More than 100 000 people have been detained, abducted or gone missing during Syria’s civil war, largely at the hands of the GoS. GoS forces arrested civilians perceived to be supporting the opposition or deemed insufficiently loyal to the government, including peaceful demonstrators, human rights activists, residents in opposition-held areas and relatives of suspected armed opposition fighters. Thousands of detainees are being held without trial, some since the outbreak of the conflict in 2011. Intelligence services were reported to commit systematic rights abuses. They created a wide network of informants and used phone surveillance to ensure that the government kept a close watch of the most mundane of Syrians’ everyday life and to restrict criticism of Assad and his government. [Targeting 2020, 1.1.1, p. 18]

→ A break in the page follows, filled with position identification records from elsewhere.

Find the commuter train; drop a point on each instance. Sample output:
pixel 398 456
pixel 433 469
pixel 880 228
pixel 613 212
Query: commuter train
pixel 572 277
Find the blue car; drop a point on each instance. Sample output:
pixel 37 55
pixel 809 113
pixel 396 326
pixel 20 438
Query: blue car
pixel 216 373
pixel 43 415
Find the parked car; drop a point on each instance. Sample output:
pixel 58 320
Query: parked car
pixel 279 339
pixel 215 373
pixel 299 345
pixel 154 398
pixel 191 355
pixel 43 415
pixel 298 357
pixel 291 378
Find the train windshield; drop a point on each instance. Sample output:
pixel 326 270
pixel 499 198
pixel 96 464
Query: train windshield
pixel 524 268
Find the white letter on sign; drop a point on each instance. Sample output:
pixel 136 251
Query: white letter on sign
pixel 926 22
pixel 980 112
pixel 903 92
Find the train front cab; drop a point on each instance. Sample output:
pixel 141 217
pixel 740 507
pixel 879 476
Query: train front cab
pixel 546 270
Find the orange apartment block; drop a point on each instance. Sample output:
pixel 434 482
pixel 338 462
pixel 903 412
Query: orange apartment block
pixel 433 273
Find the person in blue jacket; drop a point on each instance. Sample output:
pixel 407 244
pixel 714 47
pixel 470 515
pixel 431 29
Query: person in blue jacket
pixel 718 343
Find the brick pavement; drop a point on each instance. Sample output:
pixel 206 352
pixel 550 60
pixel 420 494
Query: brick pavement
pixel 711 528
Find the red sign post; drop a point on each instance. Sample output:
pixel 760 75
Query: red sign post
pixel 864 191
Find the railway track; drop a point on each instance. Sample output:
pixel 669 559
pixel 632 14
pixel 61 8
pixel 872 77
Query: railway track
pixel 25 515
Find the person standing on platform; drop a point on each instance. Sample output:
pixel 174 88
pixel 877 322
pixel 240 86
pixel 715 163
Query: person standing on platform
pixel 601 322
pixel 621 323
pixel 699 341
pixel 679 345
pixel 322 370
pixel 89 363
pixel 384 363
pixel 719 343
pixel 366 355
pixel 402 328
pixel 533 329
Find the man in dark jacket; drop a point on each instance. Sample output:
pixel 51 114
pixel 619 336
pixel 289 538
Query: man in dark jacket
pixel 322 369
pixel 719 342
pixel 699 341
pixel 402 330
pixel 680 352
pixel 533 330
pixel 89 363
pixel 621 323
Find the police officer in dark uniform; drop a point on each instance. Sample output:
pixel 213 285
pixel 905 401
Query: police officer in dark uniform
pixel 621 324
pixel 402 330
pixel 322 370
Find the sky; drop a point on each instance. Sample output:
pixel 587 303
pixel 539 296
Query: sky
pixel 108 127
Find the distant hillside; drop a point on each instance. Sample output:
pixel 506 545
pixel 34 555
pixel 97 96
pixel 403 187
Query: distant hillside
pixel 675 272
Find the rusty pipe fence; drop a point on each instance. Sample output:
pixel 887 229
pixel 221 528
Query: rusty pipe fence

On 30 April 2022 the president issued Legislative Decree No 7 which included a general amnesty for terrorist crimes. The amnesty did not cover persons charged under other laws, political prisoners and prisoners of conscience. Some 539 persons have been released. However, by May 2022, 132 000 Syrians were still under arrest or forcibly disappeared. [Targeting 2022, 1.1.1, pp. 19-20; Security 2022, 1.4.1, p. 29]

On 28 March 2022 GoS passed a law criminalising torture, while during the first half of 2022, 90 deaths by torture at the hands of GoS and affiliated partners were recorded [Security 2022, 1.4.1, p. 28; Targeting 2022, 1.1.2, p. 21]. Government forces, especially the intelligence branches, are reported to torture perceived opponents. Most of the victims were men between the ages of 18 and 60, but torture of women and children was also reported. Extrajudicial executions by the intelligence branches were also reported. The massive and systematised torture and killing of detainees in Syria’s state prisons over the course of the conflict is widely documented [Targeting 2020, 1.1.2, p. 16, 1.1.4, p. 18]. Civilians perceived to be opposed to the government claimed to have been denied access to medical treatment in Damascus. [Damascus 2022, 3.6.1, p. 52].